RRS: Finally, what you would like to say to our audience, particularly women interested in feminist writing and campaigning, based on your experiences.
LF: I would like to tell them that we ought to follow a collective strategy against this offensive posed by postmodernism. The issue of gender identity is one among others. It also represents the advancement of prostitution as the most lucrative business in the world, which is wreaking havoc in Spain, and in many other countries. From Latin America and the Caribbean, girls and young women (including minors), are brought to be exploited and abused in brothels. The rental of women for reproductive purposed (surrogacy) is also big business. Pornography and porn culture, the debasement of feminism from within…

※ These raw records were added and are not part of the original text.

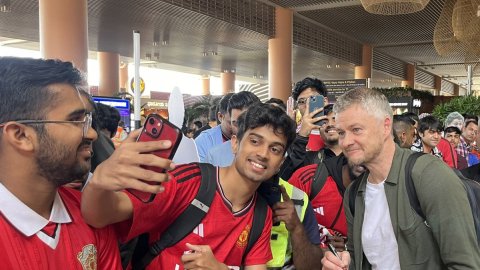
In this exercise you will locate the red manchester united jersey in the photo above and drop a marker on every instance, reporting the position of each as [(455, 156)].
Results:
[(328, 202), (226, 232), (71, 244)]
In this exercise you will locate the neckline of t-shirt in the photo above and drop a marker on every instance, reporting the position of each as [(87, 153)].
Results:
[(228, 203)]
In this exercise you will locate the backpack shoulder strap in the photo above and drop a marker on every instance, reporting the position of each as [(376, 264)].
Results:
[(319, 179), (259, 216), (187, 220), (352, 194), (411, 191)]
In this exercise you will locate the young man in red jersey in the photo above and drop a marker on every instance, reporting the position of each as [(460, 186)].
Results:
[(328, 202), (219, 241), (46, 142)]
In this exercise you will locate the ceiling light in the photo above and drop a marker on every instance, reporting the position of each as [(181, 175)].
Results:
[(5, 6)]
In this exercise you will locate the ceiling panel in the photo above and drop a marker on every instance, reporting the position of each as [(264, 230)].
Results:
[(380, 30), (209, 36)]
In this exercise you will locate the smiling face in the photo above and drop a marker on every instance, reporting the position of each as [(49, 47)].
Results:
[(361, 135), (328, 131), (63, 155), (470, 132), (260, 153), (303, 98), (430, 137), (453, 138)]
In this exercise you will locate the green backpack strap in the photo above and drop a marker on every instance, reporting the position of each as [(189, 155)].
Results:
[(259, 216), (319, 180), (187, 220)]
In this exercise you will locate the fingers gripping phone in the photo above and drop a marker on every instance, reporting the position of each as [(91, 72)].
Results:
[(316, 102), (157, 128)]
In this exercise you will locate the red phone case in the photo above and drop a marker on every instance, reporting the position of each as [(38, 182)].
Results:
[(157, 128), (316, 102)]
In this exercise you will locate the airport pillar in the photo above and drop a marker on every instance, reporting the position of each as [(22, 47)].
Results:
[(280, 55), (437, 85), (410, 80), (123, 77), (206, 85), (63, 30), (109, 71), (365, 70), (456, 90), (228, 82)]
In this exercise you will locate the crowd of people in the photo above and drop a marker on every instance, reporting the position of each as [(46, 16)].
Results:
[(328, 192)]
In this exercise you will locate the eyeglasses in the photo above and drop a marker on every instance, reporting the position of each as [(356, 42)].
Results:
[(301, 101), (87, 123)]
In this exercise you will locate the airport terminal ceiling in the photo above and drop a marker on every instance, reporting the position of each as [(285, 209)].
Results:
[(207, 37)]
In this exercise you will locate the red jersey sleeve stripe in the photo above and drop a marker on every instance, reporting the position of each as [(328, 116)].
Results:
[(185, 168), (307, 175)]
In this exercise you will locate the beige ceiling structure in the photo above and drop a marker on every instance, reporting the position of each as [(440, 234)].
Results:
[(207, 37)]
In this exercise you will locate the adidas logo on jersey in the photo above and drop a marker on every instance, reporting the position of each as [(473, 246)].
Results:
[(199, 230), (319, 211)]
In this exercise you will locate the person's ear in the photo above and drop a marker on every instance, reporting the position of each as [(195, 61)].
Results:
[(19, 136), (234, 142), (220, 117), (387, 125), (403, 137)]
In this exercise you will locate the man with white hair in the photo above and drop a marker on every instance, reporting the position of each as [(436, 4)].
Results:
[(384, 232)]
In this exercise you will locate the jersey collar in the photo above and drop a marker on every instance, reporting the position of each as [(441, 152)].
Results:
[(24, 218)]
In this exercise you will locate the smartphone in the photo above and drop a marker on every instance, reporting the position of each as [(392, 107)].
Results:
[(270, 191), (157, 128), (316, 102)]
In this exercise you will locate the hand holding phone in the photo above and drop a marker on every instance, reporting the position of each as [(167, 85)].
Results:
[(316, 102), (157, 128)]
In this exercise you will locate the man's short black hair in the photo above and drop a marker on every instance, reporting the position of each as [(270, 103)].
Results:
[(412, 116), (262, 114), (308, 82), (223, 104), (403, 119), (470, 117), (328, 109), (429, 122), (453, 129), (212, 113), (24, 82), (278, 102), (198, 124), (106, 117), (469, 121), (242, 100)]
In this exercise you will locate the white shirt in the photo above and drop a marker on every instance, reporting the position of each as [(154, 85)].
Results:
[(378, 239), (27, 221)]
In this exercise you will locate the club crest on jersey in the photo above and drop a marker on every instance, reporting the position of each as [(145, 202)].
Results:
[(88, 257), (243, 238)]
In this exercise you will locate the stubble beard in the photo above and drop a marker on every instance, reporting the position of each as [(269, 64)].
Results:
[(55, 163)]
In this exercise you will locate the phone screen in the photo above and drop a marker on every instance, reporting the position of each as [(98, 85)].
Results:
[(316, 102), (157, 128)]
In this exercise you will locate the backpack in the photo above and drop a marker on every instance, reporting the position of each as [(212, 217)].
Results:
[(319, 180), (184, 224), (471, 187)]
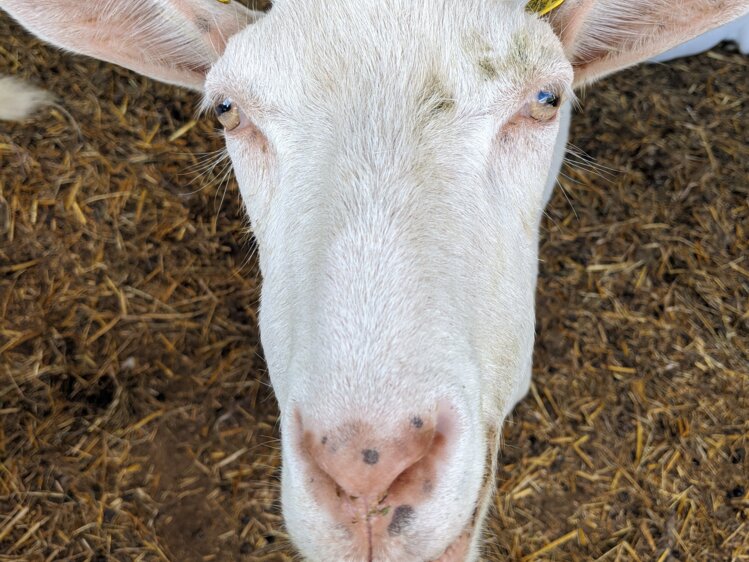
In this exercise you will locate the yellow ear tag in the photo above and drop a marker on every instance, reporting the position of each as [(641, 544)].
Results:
[(543, 7)]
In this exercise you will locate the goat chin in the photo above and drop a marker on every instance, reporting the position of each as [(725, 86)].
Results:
[(20, 100)]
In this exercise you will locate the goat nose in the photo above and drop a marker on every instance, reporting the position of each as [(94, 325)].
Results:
[(370, 472)]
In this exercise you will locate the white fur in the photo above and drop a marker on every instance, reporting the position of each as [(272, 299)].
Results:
[(395, 182), (20, 100)]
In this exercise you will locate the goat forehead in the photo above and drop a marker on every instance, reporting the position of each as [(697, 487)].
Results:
[(321, 51)]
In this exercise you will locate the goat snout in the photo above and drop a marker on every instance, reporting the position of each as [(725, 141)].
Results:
[(372, 483)]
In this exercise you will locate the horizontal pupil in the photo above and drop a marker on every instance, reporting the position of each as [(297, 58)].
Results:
[(223, 107), (548, 98)]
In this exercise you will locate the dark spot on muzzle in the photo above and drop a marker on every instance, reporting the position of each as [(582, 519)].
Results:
[(370, 456), (402, 518)]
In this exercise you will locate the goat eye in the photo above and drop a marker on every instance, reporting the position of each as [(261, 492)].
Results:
[(545, 106), (228, 115)]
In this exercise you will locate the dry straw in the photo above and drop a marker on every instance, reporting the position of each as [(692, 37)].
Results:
[(136, 418)]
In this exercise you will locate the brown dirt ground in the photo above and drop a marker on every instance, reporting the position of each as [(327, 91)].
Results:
[(137, 419)]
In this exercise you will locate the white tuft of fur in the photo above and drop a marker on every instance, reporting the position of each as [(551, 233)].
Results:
[(19, 100)]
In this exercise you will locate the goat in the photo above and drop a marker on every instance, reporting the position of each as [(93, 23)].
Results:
[(394, 158)]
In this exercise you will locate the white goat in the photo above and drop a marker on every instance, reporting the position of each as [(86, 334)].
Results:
[(394, 158)]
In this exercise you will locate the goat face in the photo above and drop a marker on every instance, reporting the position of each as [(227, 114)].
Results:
[(393, 166)]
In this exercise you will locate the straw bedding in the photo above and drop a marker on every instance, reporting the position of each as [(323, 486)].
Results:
[(137, 421)]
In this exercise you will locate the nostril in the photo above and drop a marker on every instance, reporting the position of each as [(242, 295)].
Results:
[(370, 456), (366, 465)]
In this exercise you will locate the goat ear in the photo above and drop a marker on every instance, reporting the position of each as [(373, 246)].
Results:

We must remember that we could lose. We could lose not only all these battles but also a lot of the gains we have already made as a result of 300 years of collective struggle. Therefore, comrades and sisters, whether you speak English or any other language, regardless of your country: we cannot give up. We cannot be naïve or assume that patriarchy will fall apart on its own accord, because it will not.

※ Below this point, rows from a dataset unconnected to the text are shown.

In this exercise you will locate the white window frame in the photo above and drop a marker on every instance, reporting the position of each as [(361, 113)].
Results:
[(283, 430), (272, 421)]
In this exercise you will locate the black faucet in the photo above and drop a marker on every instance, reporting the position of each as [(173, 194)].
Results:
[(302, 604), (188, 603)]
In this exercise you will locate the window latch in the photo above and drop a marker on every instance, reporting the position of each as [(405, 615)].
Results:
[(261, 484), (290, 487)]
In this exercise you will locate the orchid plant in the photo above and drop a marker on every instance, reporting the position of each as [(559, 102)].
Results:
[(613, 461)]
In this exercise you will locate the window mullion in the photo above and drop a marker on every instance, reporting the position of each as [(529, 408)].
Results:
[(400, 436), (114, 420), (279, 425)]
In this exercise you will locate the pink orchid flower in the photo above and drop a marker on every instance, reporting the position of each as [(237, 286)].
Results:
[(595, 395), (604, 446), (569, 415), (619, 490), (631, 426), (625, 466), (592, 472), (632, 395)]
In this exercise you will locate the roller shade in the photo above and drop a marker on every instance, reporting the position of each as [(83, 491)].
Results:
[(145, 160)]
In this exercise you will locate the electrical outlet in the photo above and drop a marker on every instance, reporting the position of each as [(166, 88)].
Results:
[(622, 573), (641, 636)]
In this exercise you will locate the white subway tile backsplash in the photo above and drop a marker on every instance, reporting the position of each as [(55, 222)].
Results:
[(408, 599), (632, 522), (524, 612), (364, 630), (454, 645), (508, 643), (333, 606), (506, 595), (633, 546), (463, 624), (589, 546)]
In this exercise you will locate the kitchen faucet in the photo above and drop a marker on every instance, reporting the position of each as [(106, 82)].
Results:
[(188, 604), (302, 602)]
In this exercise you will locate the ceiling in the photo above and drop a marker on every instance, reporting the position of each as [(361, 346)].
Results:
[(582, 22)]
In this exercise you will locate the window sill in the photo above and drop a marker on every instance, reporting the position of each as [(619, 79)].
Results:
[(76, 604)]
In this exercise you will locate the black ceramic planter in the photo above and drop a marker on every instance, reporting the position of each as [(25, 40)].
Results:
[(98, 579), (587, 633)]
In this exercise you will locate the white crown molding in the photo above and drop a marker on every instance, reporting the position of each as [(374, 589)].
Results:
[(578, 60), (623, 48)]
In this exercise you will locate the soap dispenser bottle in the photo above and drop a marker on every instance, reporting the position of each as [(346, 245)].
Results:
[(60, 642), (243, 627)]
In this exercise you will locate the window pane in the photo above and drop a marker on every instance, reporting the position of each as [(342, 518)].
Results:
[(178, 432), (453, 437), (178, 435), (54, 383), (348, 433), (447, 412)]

It appears to me that the forces against us are very powerful. We’ve got pharmaceutical lobbies, the human traffickers who profit from exploiting women, and most of all, their purpose is to defeat feminism. I would like to call on feminism to organise ourselves as a political force, as political parties because we have to make it to the institutions of power that govern us. We ought to gain greater influence in Congress, in governments, in local government. Otherwise, we will continue as marginal forces which are allowed to manifest every once in a while.
In Spain, we have spent 40 years out on the street with banners and handmade signs. That has gone on for far too long. It is high time that instead of those dynamics, we were able to actually participate in the crafting of legislation and the governing of our countries.